Tuesday, April 19, 2011
I like dirty food.
Years and years ago I held a joint party for my two oldest kids 3rd and 2nd birthday. At the time, I was part of an organic CSA and had been delivered a box of food I was using to make a salad for our guests. I remember this distinctly as a turning point in my food views. I can still recall the tiny rectangular kitchen that had the best pantry I've ever used and the worst lighting, the little window that overlooked the front stoop and the pass through on the opposite side which housed a bar sink for no apparent reason. Out of every apartment I lived in I think I liked that one the best.
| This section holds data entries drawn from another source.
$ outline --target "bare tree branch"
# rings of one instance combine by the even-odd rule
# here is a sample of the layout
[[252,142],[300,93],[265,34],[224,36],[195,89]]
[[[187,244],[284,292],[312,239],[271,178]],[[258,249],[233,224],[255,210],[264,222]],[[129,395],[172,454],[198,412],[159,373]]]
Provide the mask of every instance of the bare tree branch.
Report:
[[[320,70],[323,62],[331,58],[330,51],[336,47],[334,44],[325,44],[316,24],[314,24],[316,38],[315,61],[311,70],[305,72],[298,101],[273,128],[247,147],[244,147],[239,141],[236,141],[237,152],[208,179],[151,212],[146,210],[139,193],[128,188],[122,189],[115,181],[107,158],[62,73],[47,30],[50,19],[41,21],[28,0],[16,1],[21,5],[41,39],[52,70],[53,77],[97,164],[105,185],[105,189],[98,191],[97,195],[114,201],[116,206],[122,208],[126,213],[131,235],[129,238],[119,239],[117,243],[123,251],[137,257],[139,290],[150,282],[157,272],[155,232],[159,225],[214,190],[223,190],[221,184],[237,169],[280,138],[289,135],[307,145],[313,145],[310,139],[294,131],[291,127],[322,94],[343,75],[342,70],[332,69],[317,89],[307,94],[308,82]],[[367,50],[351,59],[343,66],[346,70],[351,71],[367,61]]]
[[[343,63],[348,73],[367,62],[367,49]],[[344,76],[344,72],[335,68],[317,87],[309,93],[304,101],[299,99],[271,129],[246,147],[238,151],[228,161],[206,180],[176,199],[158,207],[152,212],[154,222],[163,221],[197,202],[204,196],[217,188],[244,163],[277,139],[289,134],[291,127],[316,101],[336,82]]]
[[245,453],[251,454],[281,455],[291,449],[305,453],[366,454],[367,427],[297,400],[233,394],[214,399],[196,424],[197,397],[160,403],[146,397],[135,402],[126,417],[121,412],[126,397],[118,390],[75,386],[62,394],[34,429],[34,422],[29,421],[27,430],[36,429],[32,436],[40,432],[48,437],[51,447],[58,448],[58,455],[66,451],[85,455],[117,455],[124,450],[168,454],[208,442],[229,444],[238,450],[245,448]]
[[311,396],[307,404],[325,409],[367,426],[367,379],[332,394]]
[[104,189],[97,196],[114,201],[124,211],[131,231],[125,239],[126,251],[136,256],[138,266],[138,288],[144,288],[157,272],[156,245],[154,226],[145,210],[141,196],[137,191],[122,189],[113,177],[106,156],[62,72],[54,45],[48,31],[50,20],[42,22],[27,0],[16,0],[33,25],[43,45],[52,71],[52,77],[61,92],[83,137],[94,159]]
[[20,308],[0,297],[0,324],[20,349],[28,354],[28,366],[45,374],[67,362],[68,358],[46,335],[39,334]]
My mom was helping me get dishes ready while everyone mingled and the little kids played on the back screened porch in a blow up pool. It was a hot Florida June and the lettuces were huge. I took the romaine out of the box and a bug scurried out from under the bright green leaves.
The reaction from my mother was seared into my brain then and there. "Ewwww! There's a bug in it!" At that moment I realized that I had been conditioned to approve only sterilized food. Food that was ladened with pesticides and herbicides; fungacides and chemical fertlizers. Any of the above chemicals damaging cells to the point that smaller life forms died. Slowly poisioning our larger bodies. I remember replying along the lines of "Why would I want to eat food that would kill other things that ate it?"
My mother grew up on a piece of land in the sticks of New Hampshire that had an adjoining plot of fruits and vegetables. I grew up there too. As a child I would walk the field with my grandmother, gorge myself of sunkissed raspberries and sneak peeks into the dug out cold cellar -where I was not allowed- that held the secret delights of my grandma's canned foods. Then there was that time when my grandpa hung a gutted buck in the backyard. The contrast of crimson slashed through the downy brown I will never forget. The fur swayed in the night air as he hung by his back legs. I consoled the mounted deer head in the livingroom later, promising that I'd free him one day.
Our food came from the land. She grew up with the dirt, sweat and blood of farm life. I wonder when it become a purified experience for her? For me?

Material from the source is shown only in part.